Table Functions and Cursor Expressions
Pages: 1, 2, 3, 4, 5
Fanout: Using Table Functions with Side Effects
Sometimes the specification for the transformation to be implemented as a table function explicitly excludes source data with certain characteristics. In such cases, it's useful to report on the excluded source data and often most convenient to direct the report to the database for further analysis. A table function may do DML, provided that this is done within an autonomous transaction, as shown in Example 11.
Example 11. Using autonomous transactions to allow for intended "side effects."
create or replace function lookups_fn_with_side_effect
return my_types.lookups_tab
pipelined
/*
uses...
create table exclusions ( n number );
*/
is
pragma autonomous_transaction;
v_row My_Types.lookup_row;
begin
for j in 1..15
loop
case
when j < 11 then
case j
when 1 then v_row.idx := 1; v_row.text := 'one';
when 2 then v_row.idx := 2; v_row.text := 'TWO';
when 3 then v_row.idx := 3; v_row.text := 'three';
when 4 then v_row.idx := 4; v_row.text := 'FOUR';
when 5 then v_row.idx := 5; v_row.text := 'five';
when 6 then v_row.idx := 6; v_row.text := 'SIX';
when 7 then v_row.idx := 7; v_row.text := 'seven';
else v_row.idx := j; v_row.text := 'other';
end case;
pipe row ( v_row );
else
insert into exclusions values ( j );
end case;
end loop;
commit;
return;
end Lookups_Fn_With_Side_Effect;
Parallelizing Table Function Execution: New in Oracle 9i
It's beyond the scope of this article to describe the details of Oracle's parallel query feature. Suffice it to say that when certain environment conditions are met (especially a hardware environment that supports multiple concurrently executing processes making concurrent disk accesses, and a user environment close to single-user) and when the objects referenced in a query have appropriate parallel attributes, then the elapsed time for long-running queries can be cut in direct proportion to the number of available CPUs. This is especially significant in Decision Support Systems (a.k.a. DSS) both at query time and in the Extraction, Transformation, and Load (a.k.a. ETL) operations to populate them.
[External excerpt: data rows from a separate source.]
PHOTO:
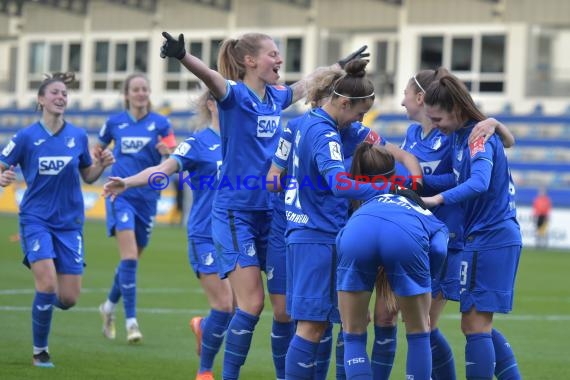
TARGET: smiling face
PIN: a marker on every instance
(54, 98)
(137, 93)
(446, 122)
(267, 62)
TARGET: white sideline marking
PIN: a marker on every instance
(10, 292)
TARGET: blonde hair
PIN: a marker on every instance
(231, 58)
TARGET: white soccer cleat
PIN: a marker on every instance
(108, 323)
(134, 334)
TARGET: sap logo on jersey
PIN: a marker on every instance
(133, 144)
(267, 125)
(53, 165)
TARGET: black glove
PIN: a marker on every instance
(358, 54)
(171, 47)
(410, 194)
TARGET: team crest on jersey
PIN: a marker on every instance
(131, 145)
(70, 142)
(267, 125)
(477, 146)
(334, 148)
(283, 149)
(52, 165)
(436, 143)
(182, 149)
(9, 148)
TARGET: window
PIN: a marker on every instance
(113, 60)
(431, 54)
(293, 53)
(49, 57)
(477, 59)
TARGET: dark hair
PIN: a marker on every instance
(127, 84)
(67, 79)
(451, 95)
(322, 85)
(231, 58)
(425, 77)
(354, 84)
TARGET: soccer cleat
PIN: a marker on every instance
(42, 360)
(108, 323)
(206, 375)
(196, 326)
(134, 334)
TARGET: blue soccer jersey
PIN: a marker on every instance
(250, 129)
(201, 156)
(392, 232)
(135, 150)
(490, 214)
(50, 164)
(434, 155)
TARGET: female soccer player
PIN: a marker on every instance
(490, 257)
(201, 156)
(433, 150)
(249, 103)
(141, 138)
(410, 244)
(319, 92)
(53, 155)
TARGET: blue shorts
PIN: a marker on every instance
(311, 293)
(121, 216)
(202, 256)
(487, 279)
(276, 270)
(447, 282)
(240, 238)
(368, 243)
(64, 247)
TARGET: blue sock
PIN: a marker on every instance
(61, 305)
(115, 292)
(356, 362)
(418, 363)
(340, 373)
(128, 283)
(42, 310)
(300, 361)
(238, 341)
(281, 335)
(214, 328)
(443, 364)
(506, 367)
(384, 351)
(324, 354)
(479, 357)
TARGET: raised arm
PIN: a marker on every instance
(174, 48)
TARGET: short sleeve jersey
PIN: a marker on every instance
(201, 156)
(250, 128)
(50, 164)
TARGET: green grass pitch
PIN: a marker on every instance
(169, 295)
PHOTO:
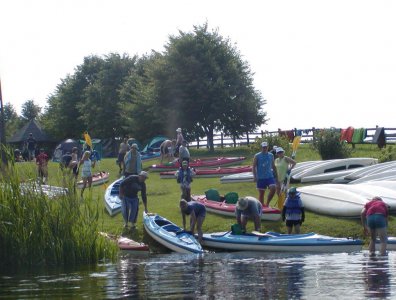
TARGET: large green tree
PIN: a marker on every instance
(204, 86)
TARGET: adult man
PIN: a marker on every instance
(264, 170)
(31, 146)
(248, 208)
(129, 189)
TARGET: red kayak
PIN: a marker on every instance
(198, 163)
(97, 179)
(227, 209)
(128, 244)
(212, 172)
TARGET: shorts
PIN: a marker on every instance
(376, 221)
(262, 184)
(291, 223)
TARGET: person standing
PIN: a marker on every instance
(293, 211)
(197, 213)
(184, 178)
(42, 166)
(129, 188)
(132, 161)
(374, 217)
(124, 147)
(264, 173)
(31, 144)
(248, 208)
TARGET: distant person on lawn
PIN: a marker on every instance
(129, 189)
(264, 170)
(374, 219)
(293, 211)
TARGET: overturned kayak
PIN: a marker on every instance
(228, 209)
(170, 235)
(276, 242)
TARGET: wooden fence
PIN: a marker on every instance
(371, 135)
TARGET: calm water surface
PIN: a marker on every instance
(238, 275)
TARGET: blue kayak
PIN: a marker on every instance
(170, 235)
(276, 242)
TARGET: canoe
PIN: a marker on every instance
(276, 242)
(97, 179)
(112, 199)
(227, 209)
(170, 235)
(212, 172)
(128, 244)
(198, 163)
(334, 165)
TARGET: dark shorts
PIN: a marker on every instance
(291, 223)
(262, 184)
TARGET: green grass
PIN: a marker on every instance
(164, 195)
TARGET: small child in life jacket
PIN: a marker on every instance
(293, 211)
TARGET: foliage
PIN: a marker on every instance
(327, 143)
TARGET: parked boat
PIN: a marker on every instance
(198, 163)
(228, 209)
(276, 242)
(112, 199)
(97, 179)
(212, 172)
(170, 235)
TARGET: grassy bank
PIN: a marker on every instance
(164, 195)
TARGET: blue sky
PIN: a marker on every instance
(317, 63)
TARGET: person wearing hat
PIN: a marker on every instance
(184, 177)
(132, 161)
(284, 165)
(42, 166)
(129, 189)
(248, 208)
(197, 213)
(264, 173)
(374, 217)
(293, 211)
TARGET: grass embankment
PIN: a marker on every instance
(164, 196)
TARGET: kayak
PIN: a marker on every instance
(112, 199)
(198, 163)
(212, 172)
(170, 235)
(228, 209)
(97, 179)
(276, 242)
(128, 244)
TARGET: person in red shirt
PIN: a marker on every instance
(42, 166)
(374, 218)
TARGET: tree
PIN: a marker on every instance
(205, 86)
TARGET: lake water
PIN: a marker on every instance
(238, 275)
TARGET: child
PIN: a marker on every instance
(184, 177)
(293, 211)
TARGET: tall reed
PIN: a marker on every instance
(41, 229)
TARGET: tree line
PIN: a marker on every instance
(200, 83)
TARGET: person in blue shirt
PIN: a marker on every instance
(293, 211)
(197, 213)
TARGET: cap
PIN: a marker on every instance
(144, 174)
(242, 204)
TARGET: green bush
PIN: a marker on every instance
(327, 143)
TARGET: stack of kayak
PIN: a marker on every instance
(198, 163)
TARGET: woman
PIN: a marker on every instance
(374, 218)
(197, 213)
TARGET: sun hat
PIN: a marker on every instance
(144, 174)
(242, 204)
(264, 144)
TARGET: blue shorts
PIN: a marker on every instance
(262, 184)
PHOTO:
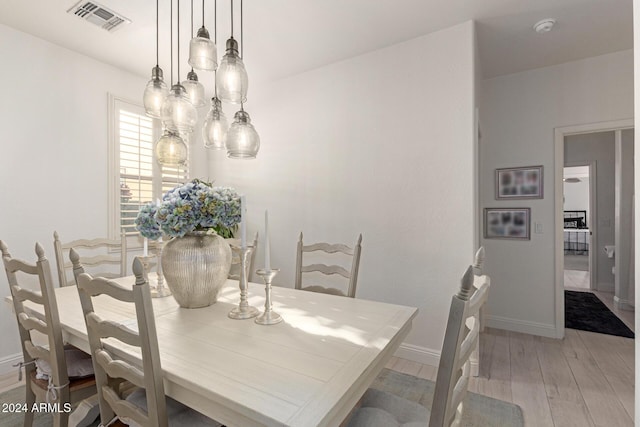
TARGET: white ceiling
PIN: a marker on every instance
(286, 37)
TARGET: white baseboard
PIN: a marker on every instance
(523, 326)
(624, 304)
(7, 362)
(415, 353)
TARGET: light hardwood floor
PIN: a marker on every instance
(586, 379)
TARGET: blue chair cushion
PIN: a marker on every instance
(178, 414)
(382, 409)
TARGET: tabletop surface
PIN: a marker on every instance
(308, 370)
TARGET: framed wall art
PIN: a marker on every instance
(519, 183)
(507, 223)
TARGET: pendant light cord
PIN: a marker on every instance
(215, 41)
(171, 36)
(178, 37)
(241, 45)
(157, 32)
(192, 33)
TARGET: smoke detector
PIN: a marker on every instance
(99, 15)
(544, 26)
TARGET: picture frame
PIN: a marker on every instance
(507, 223)
(519, 183)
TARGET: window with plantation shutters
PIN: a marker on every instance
(136, 177)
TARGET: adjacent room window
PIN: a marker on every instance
(136, 177)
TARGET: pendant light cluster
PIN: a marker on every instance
(177, 107)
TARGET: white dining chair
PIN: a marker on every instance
(327, 248)
(382, 409)
(99, 256)
(146, 406)
(478, 266)
(55, 373)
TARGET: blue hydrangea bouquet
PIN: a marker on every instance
(193, 206)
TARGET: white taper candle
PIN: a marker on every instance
(243, 225)
(267, 245)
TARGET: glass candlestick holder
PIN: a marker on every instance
(243, 310)
(269, 317)
(160, 290)
(146, 265)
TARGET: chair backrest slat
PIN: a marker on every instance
(48, 325)
(459, 343)
(326, 270)
(328, 248)
(107, 366)
(33, 323)
(329, 269)
(116, 255)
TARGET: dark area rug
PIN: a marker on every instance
(585, 311)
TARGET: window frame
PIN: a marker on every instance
(116, 104)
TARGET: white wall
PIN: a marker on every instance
(380, 144)
(624, 282)
(636, 182)
(518, 115)
(598, 147)
(53, 165)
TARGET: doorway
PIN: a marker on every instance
(597, 221)
(578, 226)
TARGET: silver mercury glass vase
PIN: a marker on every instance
(195, 268)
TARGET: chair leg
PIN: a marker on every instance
(86, 412)
(30, 399)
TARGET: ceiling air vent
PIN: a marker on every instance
(98, 15)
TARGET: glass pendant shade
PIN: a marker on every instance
(215, 127)
(203, 54)
(231, 79)
(195, 90)
(171, 150)
(155, 93)
(243, 141)
(178, 113)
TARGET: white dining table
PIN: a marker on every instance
(309, 370)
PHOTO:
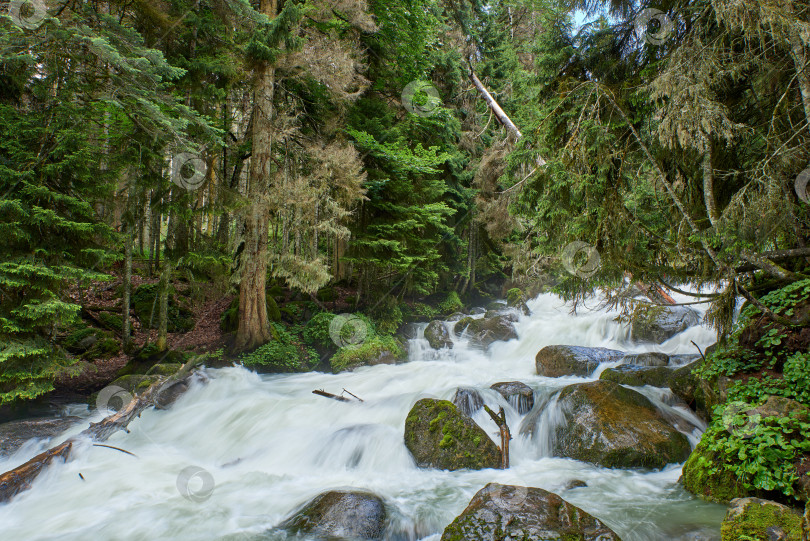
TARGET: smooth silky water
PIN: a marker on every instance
(271, 445)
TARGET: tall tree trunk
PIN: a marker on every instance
(253, 323)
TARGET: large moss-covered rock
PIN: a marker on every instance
(518, 394)
(437, 335)
(752, 519)
(557, 361)
(636, 376)
(339, 515)
(660, 323)
(505, 512)
(438, 435)
(486, 330)
(612, 426)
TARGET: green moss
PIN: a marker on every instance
(753, 523)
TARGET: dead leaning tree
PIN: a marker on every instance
(500, 420)
(20, 478)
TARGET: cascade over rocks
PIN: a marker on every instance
(557, 361)
(661, 323)
(438, 435)
(518, 394)
(340, 514)
(499, 512)
(615, 427)
(468, 400)
(437, 335)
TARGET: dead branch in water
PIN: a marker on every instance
(506, 435)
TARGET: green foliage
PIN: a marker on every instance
(284, 353)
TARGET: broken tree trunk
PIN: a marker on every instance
(502, 117)
(500, 420)
(20, 478)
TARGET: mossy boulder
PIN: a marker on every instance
(146, 304)
(615, 427)
(557, 361)
(438, 435)
(519, 395)
(753, 519)
(499, 512)
(660, 323)
(437, 335)
(636, 376)
(372, 351)
(485, 331)
(339, 514)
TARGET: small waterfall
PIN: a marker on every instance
(270, 445)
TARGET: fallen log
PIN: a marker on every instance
(500, 420)
(20, 478)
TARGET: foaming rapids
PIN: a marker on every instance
(270, 445)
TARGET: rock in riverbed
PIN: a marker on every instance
(612, 426)
(340, 515)
(557, 361)
(501, 512)
(438, 435)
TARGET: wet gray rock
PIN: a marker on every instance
(518, 394)
(661, 323)
(468, 400)
(339, 514)
(502, 512)
(557, 361)
(14, 434)
(651, 358)
(437, 335)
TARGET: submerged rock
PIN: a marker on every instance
(518, 394)
(501, 512)
(612, 426)
(661, 323)
(340, 515)
(557, 361)
(14, 434)
(468, 400)
(752, 518)
(438, 435)
(636, 376)
(437, 335)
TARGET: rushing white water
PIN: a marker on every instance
(270, 445)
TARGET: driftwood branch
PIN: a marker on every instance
(20, 478)
(500, 420)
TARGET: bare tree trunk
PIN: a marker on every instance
(253, 323)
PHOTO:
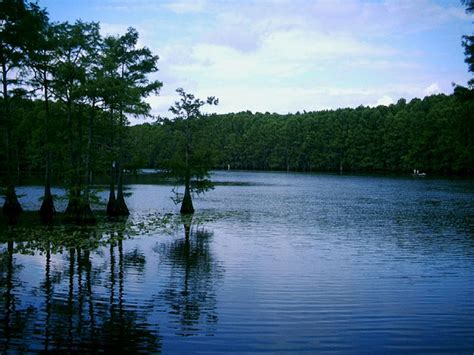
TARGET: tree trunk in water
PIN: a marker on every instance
(112, 200)
(87, 217)
(121, 208)
(187, 205)
(47, 209)
(11, 206)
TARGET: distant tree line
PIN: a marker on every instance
(434, 135)
(66, 94)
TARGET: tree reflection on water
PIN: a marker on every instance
(191, 292)
(78, 302)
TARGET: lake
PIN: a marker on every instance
(272, 262)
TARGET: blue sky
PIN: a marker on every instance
(290, 55)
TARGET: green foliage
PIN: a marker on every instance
(433, 135)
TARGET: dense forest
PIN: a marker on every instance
(433, 135)
(68, 93)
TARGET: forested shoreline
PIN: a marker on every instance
(433, 135)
Oracle 9i introduces table function features to allow their execution to be parallelized.
These features require (with one small exception, discussed shortly) that the table function
has exactly one strongly typed ref cursor input parameter. Let's take a look at the different
ways in which table functions can be designed for parallel execution.
Special Case: Function Behavior is Independent of Input Data Partitioning
Consider a function that processes each row from its input cursor individually. (Such a transformation, which generates two or more output rows from each input row- generically referred to as piviotting-benefits particularly from a table function implementation.) The syntax to parallelize this is straightforward and is shown in Example 12.
Example 12. Parallel execution for arbitrary partitioning of data.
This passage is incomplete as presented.